Ja, es wird noch gestorben in dieser Welt: innerlich sterben Menschen ab und andere werden ganz real getötet in dieser Welt – das war für Paulus so unübersehbar wie für uns. Und die gewaltsame Herrschaft des Todes gewinnt an Kraft und Dynamik durch Sünde und Gesetz, sagt Paulus, also durch die überheblichen wie frommen Versuche, wie Gott sein zu wollen, ihn im eigenen Leben zu entmachten oder ihn ins Festtagsexil zu verbannen.

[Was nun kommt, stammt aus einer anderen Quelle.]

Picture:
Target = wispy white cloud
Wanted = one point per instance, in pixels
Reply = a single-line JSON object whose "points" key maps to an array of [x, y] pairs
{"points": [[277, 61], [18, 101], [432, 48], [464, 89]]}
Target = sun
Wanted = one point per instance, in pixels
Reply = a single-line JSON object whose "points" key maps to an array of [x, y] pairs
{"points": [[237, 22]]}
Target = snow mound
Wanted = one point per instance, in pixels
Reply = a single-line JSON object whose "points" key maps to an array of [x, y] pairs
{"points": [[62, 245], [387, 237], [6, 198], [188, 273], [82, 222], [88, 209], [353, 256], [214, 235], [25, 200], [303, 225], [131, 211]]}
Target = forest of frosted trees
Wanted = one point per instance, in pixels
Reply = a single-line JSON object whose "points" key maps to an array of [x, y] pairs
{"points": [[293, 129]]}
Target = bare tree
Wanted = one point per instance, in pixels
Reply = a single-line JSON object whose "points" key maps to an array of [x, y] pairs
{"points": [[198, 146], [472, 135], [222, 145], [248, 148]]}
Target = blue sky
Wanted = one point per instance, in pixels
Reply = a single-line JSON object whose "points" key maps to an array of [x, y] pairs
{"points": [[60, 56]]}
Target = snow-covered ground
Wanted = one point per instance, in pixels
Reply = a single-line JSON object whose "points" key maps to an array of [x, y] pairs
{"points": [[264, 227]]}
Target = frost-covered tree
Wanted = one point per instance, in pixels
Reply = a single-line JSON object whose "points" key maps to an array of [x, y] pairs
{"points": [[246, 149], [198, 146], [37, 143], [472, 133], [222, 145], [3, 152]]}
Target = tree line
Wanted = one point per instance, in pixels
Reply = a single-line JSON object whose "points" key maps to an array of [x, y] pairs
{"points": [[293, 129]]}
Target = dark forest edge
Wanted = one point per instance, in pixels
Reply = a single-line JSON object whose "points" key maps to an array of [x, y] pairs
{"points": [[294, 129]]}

Aber es gibt diese Bewegung von Ostern her: Es hilft das Aufschauen auf den, der alles so herrlich regieret. Der, der dem Tod in die Speichen greift, wird auch das Rad meines Lebens drehen und lenken.

Ich komme gerade zurück aus Südafrika, wo eine Gruppe der Nordkirche unsere Partnerkirche besucht hat. Am Palmsonntag feierten wir einen Gottesdienst in einer Gemeinde in einem armen Stadtteil von Kapstadt. Vor dem Gottesdienst gab es eine Prozession durch das Quartier. Nachbarn der Kirche schlossen sich an. Die Fröhlichkeit der Menschen, deren Alltag von ständigem Kampf ums Überleben geprägt ist, hat mich tief berührt – und auch beschämt. In den Gesängen, die ausgedrückt werden mit Leib und Stimme und Seele, kommt die tiefe, durch nichts zu erschütternde Hoffnung auf Überwindung zum Ausdruck. Man tanzt, als wäre die Posaune jetzt erklungen, die alles Tote ins Leben zurück ruft. Man feiert das Abendmahl – Kinder zuerst – als Fest des Lebens und der guten Gemeinschaft mit Gott. Man betet, dankt für den kleinsten Tropfen Regen, der in der Nacht in die katastrophale Dürre hinein gefallen war.

Wir haben ein Projekt besucht, in dem junge Freiwillige aus der Nordkirche für ein Jahr arbeiten – mitten in einem sehr gefährlichen Township, in dem Banden regieren und Schusswechsel und Überfälle an der Tagesordnung sind, in dem die Hoffnungslosigkeit eigentlich mit Händen zu greifen ist. „New World Foundation“ heißt die Einrichtung, Stiftung einer neuen Welt. Kinder aus verwahrlosten Familien besuchen den Kindergarten und erleben tatsächlich eine „neue Welt“ ohne Gewalt und Angst. Jugendliche treffen sich, sielen, reden, essen zusammen. Es gibt Sozialarbeit, Streetworkerinnen in den elenden Wohnvierteln; es gibt ein Frauenhaus zum Schutz gegen sexuelle Gewalt; es gibt eine Computerwerkstatt, deren junger Leiter selbst durch Kindergarten und Jugendarbeit gegangen ist.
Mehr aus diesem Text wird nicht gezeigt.